My Classic Pochmann execution speed is very slow. It is difficult to solve one corner in less than 4 seconds on average. So I'm thinking about doing "R2."
However, it would be annoying for me to get used to a new buffer. So I'm thinking about doing U2 instead and keeping everything else the exact same as Classic Pochmann. But actual execution of the algs wouldn't be U2, it would actually be z' L2 to make the setup moves more finger friendly. This is just my personally preference. Any comments on this?

Also, is there any tools that convert moves? Like for example, I'd need to rotate, reflect, etc the algs on Stefan's site for R2 in order for it to be compatible for U2 or L2. I could do that in my head, but that wastes time and a program that does that would be really neat.

Thanks!


----------



## MistArts (Sep 20, 2008)

You can use Per's FMC companion to convert moves.


----------



## cmhardw (Sep 20, 2008)

fanwuq said:


> Also, is there any tools that convert moves? Like for example, I'd need to rotate, reflect, etc the algs on Stefan's site for R2 in order for it to be compatible for U2 or L2. I could do that in my head, but that wastes time and a program that does that would be really neat.
> 
> Thanks!



I would recommend to learn to transpose algs. It's really not that hard with just a little bit of practice, plus it feels great when you can read the reflection, or the inverse reflection, etc. without even really having to think about it.

Chris

http://www.speedcubing.com/chris/algconversion.html


----------



## fanwuq (Sep 20, 2008)

cmhardw said:


> fanwuq said:
> 
> 
> > Also, is there any tools that convert moves? Like for example, I'd need to rotate, reflect, etc the algs on Stefan's site for R2 in order for it to be compatible for U2 or L2. I could do that in my head, but that wastes time and a program that does that would be really neat.
> ...



Thanks! But multiple Rotations and Reflections is quite difficult. Also, because the buffer is different, that also adds confusion of which piece is oriented which way...
now I'm just going to figure out some of the easy ones myself and ask about difficult ones later...


----------



## cmhardw (Sep 20, 2008)

fanwuq said:


> Thanks! But multiple Rotations and Reflections is quite difficult. Also, because the buffer is different, that also adds confusion of which piece is oriented which way...
> now I'm just going to figure out some of the easy ones myself and ask about difficult ones later...

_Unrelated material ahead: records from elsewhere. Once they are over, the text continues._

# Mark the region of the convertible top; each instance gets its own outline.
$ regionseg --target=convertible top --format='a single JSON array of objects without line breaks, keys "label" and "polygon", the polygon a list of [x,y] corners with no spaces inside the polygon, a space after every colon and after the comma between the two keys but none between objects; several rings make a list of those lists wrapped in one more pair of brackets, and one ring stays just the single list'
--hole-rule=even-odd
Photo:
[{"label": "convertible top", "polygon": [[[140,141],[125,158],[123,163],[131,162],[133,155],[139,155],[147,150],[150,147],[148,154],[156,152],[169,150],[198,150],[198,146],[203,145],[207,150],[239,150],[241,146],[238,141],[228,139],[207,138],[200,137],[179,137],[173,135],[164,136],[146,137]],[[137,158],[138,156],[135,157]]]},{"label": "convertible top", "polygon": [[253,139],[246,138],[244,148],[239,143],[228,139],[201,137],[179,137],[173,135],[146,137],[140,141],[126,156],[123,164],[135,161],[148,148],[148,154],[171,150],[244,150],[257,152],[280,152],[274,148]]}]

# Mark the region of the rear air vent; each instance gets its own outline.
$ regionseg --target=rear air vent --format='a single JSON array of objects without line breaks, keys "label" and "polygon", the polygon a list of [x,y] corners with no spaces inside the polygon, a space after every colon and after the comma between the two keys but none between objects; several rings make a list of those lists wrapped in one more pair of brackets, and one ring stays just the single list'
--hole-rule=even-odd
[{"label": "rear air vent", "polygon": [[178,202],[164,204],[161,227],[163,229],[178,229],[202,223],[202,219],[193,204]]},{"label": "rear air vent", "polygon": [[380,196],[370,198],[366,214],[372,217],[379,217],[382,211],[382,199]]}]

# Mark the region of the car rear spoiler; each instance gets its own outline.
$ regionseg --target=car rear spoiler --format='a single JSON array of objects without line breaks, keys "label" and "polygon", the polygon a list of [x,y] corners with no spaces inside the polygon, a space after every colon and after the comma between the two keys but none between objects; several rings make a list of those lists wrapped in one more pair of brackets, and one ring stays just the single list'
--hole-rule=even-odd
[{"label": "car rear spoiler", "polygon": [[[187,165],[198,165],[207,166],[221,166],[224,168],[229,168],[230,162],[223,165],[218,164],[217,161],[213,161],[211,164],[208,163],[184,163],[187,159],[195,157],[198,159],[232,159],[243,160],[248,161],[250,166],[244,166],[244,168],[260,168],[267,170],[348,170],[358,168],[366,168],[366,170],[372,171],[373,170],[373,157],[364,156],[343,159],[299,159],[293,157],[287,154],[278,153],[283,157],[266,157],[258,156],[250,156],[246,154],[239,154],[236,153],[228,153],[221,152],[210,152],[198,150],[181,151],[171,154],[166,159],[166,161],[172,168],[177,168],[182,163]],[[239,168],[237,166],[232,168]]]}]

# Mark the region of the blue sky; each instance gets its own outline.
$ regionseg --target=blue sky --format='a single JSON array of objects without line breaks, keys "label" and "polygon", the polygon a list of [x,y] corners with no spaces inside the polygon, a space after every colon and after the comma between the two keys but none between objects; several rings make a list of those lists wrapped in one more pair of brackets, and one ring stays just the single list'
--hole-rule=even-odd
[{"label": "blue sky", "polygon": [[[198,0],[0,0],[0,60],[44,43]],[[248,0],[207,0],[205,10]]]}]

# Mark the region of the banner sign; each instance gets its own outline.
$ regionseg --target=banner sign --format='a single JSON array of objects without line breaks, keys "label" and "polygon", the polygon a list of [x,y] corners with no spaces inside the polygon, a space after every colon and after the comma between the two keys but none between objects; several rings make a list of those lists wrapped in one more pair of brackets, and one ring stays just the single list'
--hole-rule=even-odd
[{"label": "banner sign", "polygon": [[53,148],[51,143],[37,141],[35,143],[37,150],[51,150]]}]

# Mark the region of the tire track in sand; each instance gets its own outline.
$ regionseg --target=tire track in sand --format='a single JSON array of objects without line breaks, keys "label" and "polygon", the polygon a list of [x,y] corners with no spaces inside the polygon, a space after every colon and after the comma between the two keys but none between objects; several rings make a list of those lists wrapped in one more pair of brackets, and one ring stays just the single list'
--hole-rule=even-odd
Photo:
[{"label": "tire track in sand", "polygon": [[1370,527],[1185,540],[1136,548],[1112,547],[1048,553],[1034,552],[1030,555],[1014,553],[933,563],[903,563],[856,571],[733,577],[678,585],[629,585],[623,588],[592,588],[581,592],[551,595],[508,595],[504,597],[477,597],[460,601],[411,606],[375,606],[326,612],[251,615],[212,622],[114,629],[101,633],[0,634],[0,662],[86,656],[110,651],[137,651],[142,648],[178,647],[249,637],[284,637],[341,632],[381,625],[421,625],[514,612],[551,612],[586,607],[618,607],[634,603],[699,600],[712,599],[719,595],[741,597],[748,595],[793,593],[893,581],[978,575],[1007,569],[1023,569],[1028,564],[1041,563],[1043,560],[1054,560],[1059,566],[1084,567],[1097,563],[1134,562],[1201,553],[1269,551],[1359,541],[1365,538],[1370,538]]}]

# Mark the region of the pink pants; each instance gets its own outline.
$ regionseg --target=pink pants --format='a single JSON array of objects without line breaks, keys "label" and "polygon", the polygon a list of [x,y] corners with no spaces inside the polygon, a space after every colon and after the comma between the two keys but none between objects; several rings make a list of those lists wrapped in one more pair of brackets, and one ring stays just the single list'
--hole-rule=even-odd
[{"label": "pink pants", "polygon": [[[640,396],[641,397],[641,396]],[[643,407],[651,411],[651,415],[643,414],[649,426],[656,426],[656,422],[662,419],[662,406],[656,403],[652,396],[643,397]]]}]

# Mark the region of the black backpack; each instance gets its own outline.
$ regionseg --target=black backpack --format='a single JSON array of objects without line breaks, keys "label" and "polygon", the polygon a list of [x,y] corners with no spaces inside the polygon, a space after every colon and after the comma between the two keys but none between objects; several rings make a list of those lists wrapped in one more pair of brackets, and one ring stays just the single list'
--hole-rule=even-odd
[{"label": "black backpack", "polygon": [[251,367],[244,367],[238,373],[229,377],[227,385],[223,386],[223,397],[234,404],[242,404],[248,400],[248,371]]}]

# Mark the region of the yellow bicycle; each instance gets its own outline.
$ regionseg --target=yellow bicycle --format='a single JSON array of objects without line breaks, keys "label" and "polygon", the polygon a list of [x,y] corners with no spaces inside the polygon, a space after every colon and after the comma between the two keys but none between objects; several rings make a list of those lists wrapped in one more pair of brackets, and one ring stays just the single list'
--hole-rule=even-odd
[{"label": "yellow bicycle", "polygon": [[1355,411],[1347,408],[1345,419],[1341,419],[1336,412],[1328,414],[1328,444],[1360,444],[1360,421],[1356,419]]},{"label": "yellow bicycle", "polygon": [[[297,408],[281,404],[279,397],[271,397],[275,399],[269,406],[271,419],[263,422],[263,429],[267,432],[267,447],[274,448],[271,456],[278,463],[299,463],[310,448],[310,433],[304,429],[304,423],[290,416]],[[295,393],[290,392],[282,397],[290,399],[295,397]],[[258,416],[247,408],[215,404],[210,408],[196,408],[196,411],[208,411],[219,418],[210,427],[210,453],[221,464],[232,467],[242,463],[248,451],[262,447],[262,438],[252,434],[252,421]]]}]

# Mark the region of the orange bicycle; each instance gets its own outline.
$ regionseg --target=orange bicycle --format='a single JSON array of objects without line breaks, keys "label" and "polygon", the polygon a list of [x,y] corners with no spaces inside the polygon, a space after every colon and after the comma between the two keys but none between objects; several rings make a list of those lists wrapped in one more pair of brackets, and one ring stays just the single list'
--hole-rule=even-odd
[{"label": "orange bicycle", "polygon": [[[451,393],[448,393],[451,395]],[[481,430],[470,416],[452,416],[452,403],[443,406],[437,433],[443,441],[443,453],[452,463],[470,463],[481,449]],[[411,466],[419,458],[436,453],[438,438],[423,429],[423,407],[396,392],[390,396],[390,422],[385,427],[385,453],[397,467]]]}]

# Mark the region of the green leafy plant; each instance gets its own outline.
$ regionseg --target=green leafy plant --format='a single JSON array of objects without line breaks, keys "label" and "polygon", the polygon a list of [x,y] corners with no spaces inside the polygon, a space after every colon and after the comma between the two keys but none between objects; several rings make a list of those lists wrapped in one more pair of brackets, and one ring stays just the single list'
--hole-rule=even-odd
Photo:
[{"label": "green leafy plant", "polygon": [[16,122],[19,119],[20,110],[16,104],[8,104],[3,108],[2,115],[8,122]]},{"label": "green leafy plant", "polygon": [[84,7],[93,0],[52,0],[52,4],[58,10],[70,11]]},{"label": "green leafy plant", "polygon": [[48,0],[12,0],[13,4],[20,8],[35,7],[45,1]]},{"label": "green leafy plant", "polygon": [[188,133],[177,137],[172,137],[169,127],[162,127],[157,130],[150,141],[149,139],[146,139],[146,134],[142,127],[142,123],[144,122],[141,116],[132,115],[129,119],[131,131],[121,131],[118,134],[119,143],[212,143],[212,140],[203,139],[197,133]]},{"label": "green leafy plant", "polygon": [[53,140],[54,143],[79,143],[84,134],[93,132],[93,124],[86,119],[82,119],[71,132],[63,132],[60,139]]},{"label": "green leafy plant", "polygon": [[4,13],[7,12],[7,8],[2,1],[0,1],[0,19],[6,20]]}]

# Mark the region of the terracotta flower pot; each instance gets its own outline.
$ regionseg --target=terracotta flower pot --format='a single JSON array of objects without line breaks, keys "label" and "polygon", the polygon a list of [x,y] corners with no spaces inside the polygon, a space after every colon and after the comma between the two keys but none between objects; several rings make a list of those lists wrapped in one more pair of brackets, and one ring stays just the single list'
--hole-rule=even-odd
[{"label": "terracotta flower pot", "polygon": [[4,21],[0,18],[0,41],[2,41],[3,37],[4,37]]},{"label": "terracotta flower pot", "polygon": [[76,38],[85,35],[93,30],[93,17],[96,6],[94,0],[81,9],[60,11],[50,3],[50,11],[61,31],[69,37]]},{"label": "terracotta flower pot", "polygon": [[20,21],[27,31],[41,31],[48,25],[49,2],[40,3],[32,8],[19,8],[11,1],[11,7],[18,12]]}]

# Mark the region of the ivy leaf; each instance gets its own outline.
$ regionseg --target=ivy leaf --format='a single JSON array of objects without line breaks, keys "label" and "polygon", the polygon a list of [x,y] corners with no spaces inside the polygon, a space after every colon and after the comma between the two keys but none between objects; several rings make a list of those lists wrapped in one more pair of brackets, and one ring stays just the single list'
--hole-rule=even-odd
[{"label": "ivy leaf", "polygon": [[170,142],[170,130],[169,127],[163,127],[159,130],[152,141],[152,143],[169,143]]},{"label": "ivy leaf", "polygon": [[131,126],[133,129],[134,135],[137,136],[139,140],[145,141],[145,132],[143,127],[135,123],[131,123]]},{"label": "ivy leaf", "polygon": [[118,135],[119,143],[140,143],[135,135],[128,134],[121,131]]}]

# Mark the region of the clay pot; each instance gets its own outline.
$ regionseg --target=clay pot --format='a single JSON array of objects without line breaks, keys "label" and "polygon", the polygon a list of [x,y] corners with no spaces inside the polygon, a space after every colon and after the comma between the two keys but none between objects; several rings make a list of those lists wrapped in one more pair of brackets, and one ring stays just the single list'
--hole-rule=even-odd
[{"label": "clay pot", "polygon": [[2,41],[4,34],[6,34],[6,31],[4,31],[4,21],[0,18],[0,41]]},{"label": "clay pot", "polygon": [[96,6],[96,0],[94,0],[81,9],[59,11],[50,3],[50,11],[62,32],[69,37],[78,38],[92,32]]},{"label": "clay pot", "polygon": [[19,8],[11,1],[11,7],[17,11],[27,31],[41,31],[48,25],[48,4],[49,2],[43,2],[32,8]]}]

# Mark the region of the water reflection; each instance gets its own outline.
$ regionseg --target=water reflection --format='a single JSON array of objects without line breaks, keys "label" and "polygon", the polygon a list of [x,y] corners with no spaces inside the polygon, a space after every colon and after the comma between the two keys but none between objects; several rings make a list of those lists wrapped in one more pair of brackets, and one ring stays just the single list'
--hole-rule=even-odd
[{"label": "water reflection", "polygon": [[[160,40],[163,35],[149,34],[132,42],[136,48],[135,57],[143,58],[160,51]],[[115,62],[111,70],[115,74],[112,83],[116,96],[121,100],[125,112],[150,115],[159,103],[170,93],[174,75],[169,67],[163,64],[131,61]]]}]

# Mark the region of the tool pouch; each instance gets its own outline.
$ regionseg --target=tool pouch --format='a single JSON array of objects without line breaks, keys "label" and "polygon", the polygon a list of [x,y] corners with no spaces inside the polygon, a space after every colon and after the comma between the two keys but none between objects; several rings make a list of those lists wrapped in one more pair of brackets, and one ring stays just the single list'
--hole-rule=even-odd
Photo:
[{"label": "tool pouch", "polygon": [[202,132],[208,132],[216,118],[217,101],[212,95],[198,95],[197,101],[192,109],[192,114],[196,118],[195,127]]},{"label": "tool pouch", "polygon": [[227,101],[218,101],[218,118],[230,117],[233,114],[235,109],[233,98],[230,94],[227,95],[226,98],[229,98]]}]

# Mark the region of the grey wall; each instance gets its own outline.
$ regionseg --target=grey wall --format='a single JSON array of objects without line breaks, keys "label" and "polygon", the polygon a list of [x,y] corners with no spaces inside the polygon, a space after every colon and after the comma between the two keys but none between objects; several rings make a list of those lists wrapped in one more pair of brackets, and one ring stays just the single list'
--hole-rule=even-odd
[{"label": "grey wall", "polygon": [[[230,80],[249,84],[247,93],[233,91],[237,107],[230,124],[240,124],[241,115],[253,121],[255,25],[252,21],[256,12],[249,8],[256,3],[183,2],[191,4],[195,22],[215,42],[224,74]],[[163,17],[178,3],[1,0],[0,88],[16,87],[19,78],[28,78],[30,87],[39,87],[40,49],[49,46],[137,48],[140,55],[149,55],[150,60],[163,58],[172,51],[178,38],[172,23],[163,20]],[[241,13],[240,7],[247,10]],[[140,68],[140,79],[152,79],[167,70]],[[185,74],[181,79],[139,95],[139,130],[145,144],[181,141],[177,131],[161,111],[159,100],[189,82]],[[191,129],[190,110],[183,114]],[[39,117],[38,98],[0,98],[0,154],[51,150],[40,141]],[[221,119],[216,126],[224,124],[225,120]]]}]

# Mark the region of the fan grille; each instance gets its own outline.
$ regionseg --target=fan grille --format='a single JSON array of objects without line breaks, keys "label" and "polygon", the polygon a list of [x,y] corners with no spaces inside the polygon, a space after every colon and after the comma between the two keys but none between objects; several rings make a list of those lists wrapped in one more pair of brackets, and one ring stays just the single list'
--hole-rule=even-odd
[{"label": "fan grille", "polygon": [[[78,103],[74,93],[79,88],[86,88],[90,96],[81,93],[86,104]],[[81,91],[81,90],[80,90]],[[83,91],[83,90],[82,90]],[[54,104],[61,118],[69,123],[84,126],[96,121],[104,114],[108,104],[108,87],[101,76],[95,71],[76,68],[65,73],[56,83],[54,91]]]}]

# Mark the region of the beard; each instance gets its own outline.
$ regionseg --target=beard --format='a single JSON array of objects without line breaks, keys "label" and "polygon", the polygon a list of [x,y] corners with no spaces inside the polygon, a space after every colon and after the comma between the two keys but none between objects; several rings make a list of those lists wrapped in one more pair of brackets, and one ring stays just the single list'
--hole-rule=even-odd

Yeah I guess that is a good point, I think I didn't follow at first what you were doing but now I think I see it. So are you shooting the RBU sticker to LFU or vice versa?

Tell me which rotations you are doing and I will try to see if there is an easy way/trick/method to do it in one step.

As for knowing which piece is oriented which way, you might want to use something I use for BH that is very helpful with this.

Take the cycle: UBL->RBU->DLB

This cycle appears difficult, and it seems that you will need to do 2 setup moves (R2 F' or something similar). However this is not necessary. To viewpoint shift I am going to rotate around each corner one sticker in the counter-clockwise direction. If I do this the cycle becomes: BLU->BUR->LBD which is not necessarily an easy case to see (since it's on the B face) but is just an A9 case (a 9 move commutator with a cancellation with the setup turn) I would do U B2 U F U' B2 U F' U2

I don't know if this is useful to you for your rotations, but it is something I do quite frequently on difficult to recognize cases for guessing piece orientations.

Chris


----------